Yoğun Veri Akışı Yatırımcıların Radarında
10–14 Kasım 2025 haftası, hem yurt içinde hem de küresel piyasalarda oldukça yoğun bir veri gündeminin takip edileceği kritik bir dönem olacak. Makroekonomik görünümün seyrini etkileyebilecek nitelikteki veriler, özellikle enflasyon beklentileri, büyüme dinamikleri ve para politikası yönlendirmeleri açısından yakından izlenecek. Küresel piyasalarda ABD enflasyon verileri haftanın ana teması olurken, Asya ve Avrupa’dan gelecek üretim, cari denge ve büyüme göstergeleri risk iştahı üzerinde belirleyici olabilir.
Yurt içinde hafta boyunca açıklanacak sanayi üretimi, perakende satış hacmi, cari işlemler dengesi, konut satışları, Piyasa Katılımcıları Anketi, inşaat üretim endeksi ve ücretli çalışan sayısı göstergeleri, Türkiye ekonomisinin üçüncü çeyrek sonrası görünümüne ışık tutacak. Sanayi üretimindeki performans, büyüme temposuna ilişkin önemli bir sinyal niteliği taşırken, cari işlemler verisi dış dengedeki seyrin sürdürülebilirliği açısından yakından takip edilecek. Perakende satışlardaki eğilim ise iç talepteki normalleşme ya da güçlenme sinyallerini ortaya koyabilir.
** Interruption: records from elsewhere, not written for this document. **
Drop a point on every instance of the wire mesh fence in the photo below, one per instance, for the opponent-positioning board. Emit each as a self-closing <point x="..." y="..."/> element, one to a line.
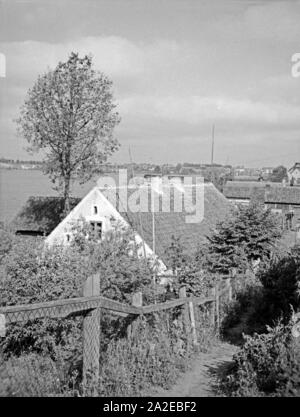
<point x="55" y="348"/>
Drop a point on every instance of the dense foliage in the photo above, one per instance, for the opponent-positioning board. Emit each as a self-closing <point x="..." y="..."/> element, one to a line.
<point x="267" y="365"/>
<point x="69" y="114"/>
<point x="151" y="355"/>
<point x="248" y="235"/>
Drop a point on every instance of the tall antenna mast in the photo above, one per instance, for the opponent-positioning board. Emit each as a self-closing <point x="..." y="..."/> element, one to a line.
<point x="140" y="217"/>
<point x="212" y="144"/>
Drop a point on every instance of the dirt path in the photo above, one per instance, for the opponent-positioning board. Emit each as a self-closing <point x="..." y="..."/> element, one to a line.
<point x="201" y="380"/>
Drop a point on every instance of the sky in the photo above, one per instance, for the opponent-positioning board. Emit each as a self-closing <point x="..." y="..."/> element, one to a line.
<point x="177" y="66"/>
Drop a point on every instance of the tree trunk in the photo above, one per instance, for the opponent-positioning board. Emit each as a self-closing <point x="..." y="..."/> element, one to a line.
<point x="66" y="196"/>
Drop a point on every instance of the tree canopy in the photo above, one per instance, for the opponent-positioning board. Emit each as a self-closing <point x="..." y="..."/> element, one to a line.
<point x="249" y="234"/>
<point x="70" y="115"/>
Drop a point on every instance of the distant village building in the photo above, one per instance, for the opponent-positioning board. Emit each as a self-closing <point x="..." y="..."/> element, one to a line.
<point x="281" y="199"/>
<point x="98" y="209"/>
<point x="294" y="174"/>
<point x="267" y="170"/>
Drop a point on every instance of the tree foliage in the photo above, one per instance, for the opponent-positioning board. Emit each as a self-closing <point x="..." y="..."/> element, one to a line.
<point x="70" y="115"/>
<point x="249" y="234"/>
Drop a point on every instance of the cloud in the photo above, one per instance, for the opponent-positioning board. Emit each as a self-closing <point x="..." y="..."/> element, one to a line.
<point x="197" y="110"/>
<point x="172" y="89"/>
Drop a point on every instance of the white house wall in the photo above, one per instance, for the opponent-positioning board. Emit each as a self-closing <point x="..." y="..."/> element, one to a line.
<point x="106" y="213"/>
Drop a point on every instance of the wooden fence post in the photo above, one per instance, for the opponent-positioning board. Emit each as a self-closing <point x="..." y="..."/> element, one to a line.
<point x="137" y="301"/>
<point x="229" y="286"/>
<point x="91" y="337"/>
<point x="213" y="308"/>
<point x="185" y="314"/>
<point x="193" y="323"/>
<point x="217" y="306"/>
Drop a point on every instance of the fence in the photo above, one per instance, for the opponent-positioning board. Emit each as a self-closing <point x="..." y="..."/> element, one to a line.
<point x="90" y="305"/>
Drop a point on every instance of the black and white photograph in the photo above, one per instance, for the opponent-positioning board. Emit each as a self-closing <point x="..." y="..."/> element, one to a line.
<point x="149" y="201"/>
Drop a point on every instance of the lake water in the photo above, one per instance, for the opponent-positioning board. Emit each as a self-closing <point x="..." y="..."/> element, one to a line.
<point x="17" y="185"/>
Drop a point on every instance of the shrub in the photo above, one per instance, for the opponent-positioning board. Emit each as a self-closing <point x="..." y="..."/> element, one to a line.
<point x="267" y="365"/>
<point x="33" y="375"/>
<point x="249" y="234"/>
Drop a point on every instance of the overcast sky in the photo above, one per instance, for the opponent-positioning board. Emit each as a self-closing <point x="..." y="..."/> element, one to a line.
<point x="177" y="66"/>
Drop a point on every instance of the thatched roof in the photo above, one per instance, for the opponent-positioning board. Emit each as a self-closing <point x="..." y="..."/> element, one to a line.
<point x="168" y="224"/>
<point x="40" y="215"/>
<point x="271" y="192"/>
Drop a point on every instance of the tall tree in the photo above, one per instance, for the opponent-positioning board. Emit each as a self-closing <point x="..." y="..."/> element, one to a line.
<point x="70" y="115"/>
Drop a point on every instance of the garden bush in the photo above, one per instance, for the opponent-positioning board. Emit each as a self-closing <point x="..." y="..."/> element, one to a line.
<point x="267" y="365"/>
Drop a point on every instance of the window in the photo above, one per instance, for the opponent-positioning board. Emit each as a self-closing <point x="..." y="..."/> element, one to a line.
<point x="96" y="229"/>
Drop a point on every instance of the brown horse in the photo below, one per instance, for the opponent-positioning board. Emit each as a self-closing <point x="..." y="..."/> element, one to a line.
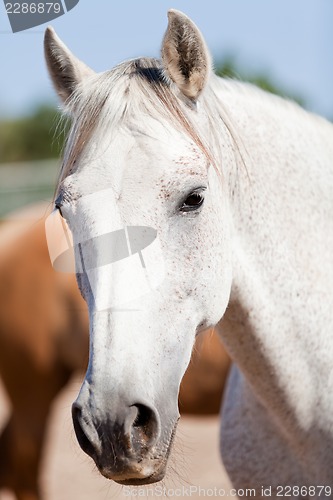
<point x="44" y="340"/>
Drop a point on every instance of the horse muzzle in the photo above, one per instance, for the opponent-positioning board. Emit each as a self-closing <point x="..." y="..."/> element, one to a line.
<point x="126" y="443"/>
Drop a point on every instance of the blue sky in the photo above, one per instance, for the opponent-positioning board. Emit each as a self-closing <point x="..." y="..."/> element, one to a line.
<point x="290" y="40"/>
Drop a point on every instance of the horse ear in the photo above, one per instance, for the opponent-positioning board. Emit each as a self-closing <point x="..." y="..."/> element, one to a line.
<point x="185" y="55"/>
<point x="66" y="71"/>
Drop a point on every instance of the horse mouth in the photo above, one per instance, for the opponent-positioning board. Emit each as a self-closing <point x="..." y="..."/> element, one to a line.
<point x="141" y="472"/>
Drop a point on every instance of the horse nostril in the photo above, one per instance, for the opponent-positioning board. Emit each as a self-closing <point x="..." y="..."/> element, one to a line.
<point x="79" y="423"/>
<point x="145" y="428"/>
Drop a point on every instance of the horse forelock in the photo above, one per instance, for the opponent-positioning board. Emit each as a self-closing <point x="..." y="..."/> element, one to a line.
<point x="106" y="101"/>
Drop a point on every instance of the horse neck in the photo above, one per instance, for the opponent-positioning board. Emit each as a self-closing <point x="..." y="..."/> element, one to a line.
<point x="278" y="325"/>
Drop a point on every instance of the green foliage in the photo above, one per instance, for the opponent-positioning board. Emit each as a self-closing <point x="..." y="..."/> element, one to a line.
<point x="34" y="137"/>
<point x="42" y="134"/>
<point x="228" y="69"/>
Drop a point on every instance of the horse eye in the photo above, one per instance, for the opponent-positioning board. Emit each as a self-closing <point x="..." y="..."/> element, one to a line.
<point x="192" y="202"/>
<point x="58" y="207"/>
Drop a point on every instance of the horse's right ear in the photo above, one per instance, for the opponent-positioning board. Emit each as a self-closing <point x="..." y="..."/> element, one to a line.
<point x="66" y="71"/>
<point x="186" y="59"/>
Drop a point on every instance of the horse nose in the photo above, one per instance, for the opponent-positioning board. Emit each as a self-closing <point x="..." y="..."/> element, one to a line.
<point x="128" y="433"/>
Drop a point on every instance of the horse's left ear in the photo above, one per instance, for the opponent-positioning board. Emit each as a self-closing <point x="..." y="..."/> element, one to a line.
<point x="66" y="71"/>
<point x="185" y="56"/>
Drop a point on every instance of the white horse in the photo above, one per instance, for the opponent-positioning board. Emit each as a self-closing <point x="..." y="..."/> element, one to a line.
<point x="235" y="189"/>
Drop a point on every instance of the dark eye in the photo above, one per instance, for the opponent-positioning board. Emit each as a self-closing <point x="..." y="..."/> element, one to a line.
<point x="193" y="201"/>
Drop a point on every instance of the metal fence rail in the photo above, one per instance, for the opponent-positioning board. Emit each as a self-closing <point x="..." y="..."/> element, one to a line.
<point x="24" y="183"/>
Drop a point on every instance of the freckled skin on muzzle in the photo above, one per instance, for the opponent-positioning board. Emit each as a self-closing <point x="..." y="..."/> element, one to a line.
<point x="127" y="447"/>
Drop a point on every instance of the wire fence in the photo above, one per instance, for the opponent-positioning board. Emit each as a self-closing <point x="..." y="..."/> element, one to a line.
<point x="25" y="183"/>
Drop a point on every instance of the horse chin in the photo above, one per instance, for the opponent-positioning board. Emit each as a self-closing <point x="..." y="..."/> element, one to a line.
<point x="154" y="478"/>
<point x="135" y="477"/>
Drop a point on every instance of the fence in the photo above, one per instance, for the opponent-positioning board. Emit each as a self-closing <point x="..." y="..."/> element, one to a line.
<point x="24" y="183"/>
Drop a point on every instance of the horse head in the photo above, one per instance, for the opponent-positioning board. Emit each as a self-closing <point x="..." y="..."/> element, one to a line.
<point x="142" y="197"/>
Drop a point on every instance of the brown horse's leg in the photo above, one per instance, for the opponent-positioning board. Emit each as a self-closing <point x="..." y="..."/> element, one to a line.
<point x="22" y="440"/>
<point x="20" y="450"/>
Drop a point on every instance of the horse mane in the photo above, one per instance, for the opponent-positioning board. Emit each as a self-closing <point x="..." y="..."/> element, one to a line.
<point x="106" y="101"/>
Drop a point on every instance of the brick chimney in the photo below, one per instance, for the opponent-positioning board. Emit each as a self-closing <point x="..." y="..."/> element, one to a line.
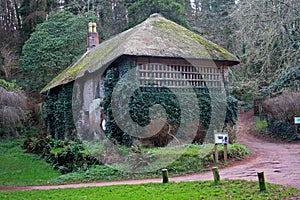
<point x="93" y="37"/>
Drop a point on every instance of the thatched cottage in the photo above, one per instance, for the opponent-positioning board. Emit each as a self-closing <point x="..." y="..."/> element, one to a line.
<point x="162" y="53"/>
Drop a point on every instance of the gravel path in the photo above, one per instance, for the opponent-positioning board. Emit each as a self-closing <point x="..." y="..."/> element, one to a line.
<point x="279" y="161"/>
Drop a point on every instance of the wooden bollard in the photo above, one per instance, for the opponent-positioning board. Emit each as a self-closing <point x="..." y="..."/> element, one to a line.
<point x="216" y="175"/>
<point x="225" y="154"/>
<point x="165" y="176"/>
<point x="261" y="181"/>
<point x="216" y="153"/>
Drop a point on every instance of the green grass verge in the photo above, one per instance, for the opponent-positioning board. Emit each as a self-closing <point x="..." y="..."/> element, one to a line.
<point x="18" y="168"/>
<point x="195" y="158"/>
<point x="229" y="189"/>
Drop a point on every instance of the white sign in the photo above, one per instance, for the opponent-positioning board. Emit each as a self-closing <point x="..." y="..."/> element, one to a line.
<point x="297" y="120"/>
<point x="221" y="138"/>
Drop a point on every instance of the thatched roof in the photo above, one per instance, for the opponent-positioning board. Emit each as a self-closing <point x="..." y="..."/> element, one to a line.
<point x="156" y="37"/>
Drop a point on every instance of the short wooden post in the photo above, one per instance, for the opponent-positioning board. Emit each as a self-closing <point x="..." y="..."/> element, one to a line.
<point x="225" y="153"/>
<point x="165" y="175"/>
<point x="216" y="175"/>
<point x="261" y="181"/>
<point x="216" y="153"/>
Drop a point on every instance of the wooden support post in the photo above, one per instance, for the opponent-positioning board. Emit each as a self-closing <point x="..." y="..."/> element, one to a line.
<point x="225" y="154"/>
<point x="261" y="181"/>
<point x="216" y="175"/>
<point x="216" y="153"/>
<point x="165" y="175"/>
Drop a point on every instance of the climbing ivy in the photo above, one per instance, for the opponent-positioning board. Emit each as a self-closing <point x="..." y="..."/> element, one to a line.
<point x="145" y="97"/>
<point x="58" y="112"/>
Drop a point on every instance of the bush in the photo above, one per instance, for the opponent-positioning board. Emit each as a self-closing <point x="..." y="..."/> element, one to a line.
<point x="65" y="156"/>
<point x="280" y="112"/>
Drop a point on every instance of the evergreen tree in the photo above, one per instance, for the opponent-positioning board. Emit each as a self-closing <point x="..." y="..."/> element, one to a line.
<point x="140" y="10"/>
<point x="55" y="44"/>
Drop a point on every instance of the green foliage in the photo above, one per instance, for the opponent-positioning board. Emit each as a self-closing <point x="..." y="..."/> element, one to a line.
<point x="260" y="124"/>
<point x="267" y="45"/>
<point x="10" y="86"/>
<point x="55" y="44"/>
<point x="58" y="114"/>
<point x="227" y="189"/>
<point x="65" y="156"/>
<point x="288" y="78"/>
<point x="280" y="112"/>
<point x="145" y="97"/>
<point x="194" y="158"/>
<point x="19" y="169"/>
<point x="140" y="10"/>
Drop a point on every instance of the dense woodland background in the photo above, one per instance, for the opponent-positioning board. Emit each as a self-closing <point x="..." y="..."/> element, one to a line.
<point x="40" y="38"/>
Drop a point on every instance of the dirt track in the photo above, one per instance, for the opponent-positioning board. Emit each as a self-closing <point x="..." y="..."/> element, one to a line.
<point x="279" y="161"/>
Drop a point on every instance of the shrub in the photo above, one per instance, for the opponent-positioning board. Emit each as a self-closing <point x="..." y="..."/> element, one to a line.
<point x="280" y="112"/>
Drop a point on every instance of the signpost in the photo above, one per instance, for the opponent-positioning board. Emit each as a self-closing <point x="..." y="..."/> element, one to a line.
<point x="297" y="122"/>
<point x="221" y="139"/>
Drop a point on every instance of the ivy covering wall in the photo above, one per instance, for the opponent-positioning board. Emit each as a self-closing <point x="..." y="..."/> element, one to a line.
<point x="58" y="112"/>
<point x="144" y="98"/>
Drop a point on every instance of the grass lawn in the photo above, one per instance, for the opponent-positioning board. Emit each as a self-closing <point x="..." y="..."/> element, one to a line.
<point x="18" y="168"/>
<point x="237" y="189"/>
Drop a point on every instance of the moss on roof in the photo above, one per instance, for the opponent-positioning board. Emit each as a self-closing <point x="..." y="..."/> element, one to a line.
<point x="157" y="37"/>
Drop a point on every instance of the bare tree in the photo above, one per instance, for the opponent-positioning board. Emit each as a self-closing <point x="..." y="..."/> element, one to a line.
<point x="268" y="41"/>
<point x="12" y="111"/>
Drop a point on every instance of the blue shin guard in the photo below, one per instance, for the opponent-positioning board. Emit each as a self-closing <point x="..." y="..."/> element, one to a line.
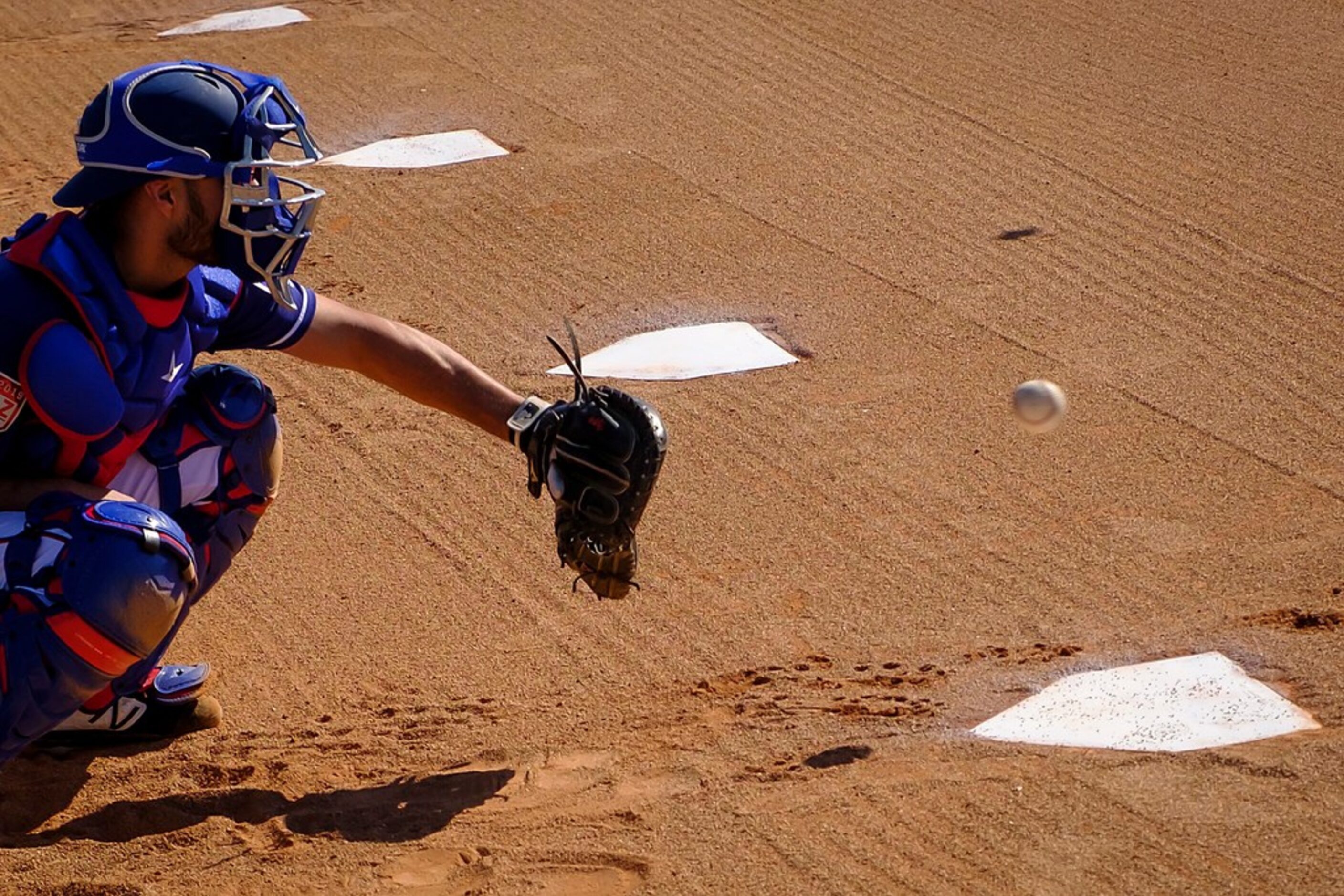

Küresel cephede yatırımcıların ana odağı ABD olacak. Tüketici Fiyat Endeksi (TÜFE), üretici fiyatları (ÜFE), perakende satışlar ve haftalık işsizlik başvuruları verileri, ABD ekonomisinin enflasyon ve talep tarafındaki görünümünü netleştirmesi açısından kritik önem taşıyor. Özellikle TÜFE ve ÜFE sonuçları, Fed’in gelecek dönem faiz politikalarına yönelik beklentilerin şekillenmesinde belirleyici rol oynayabilir. Bunun yanında DoE petrol stokları ve Hazine bütçe dengesi verileri, enerji fiyatlamaları ve mali görünüm açısından yakından izlenecek.
Asya tarafında Çin’den gelecek sanayi üretimi, perakende satışlar ve işsizlik oranı verileri, dünyanın ikinci büyük ekonomisine ilişkin toparlanma işaretlerini değerlendirmek açısından önem kazanıyor. Jeopolitik ve ticari belirsizliklerin global büyüme üzerindeki etkileri sürerken, Çin’den gelecek her veri risk iştahında dalgalanmalara yol açabilir. Japonya cephesinde cari işlemler dengesi ve üretici fiyat endeksi ön planda olacak. Ayrıca Japonya Merkez Bankası’nın (BoJ) pazartesi günü açıklayacağı “Fikir Özeti” raporu, olası politika değişikliklerine dair ipuçları barındırabileceği için piyasaların yakın takibinde olacak.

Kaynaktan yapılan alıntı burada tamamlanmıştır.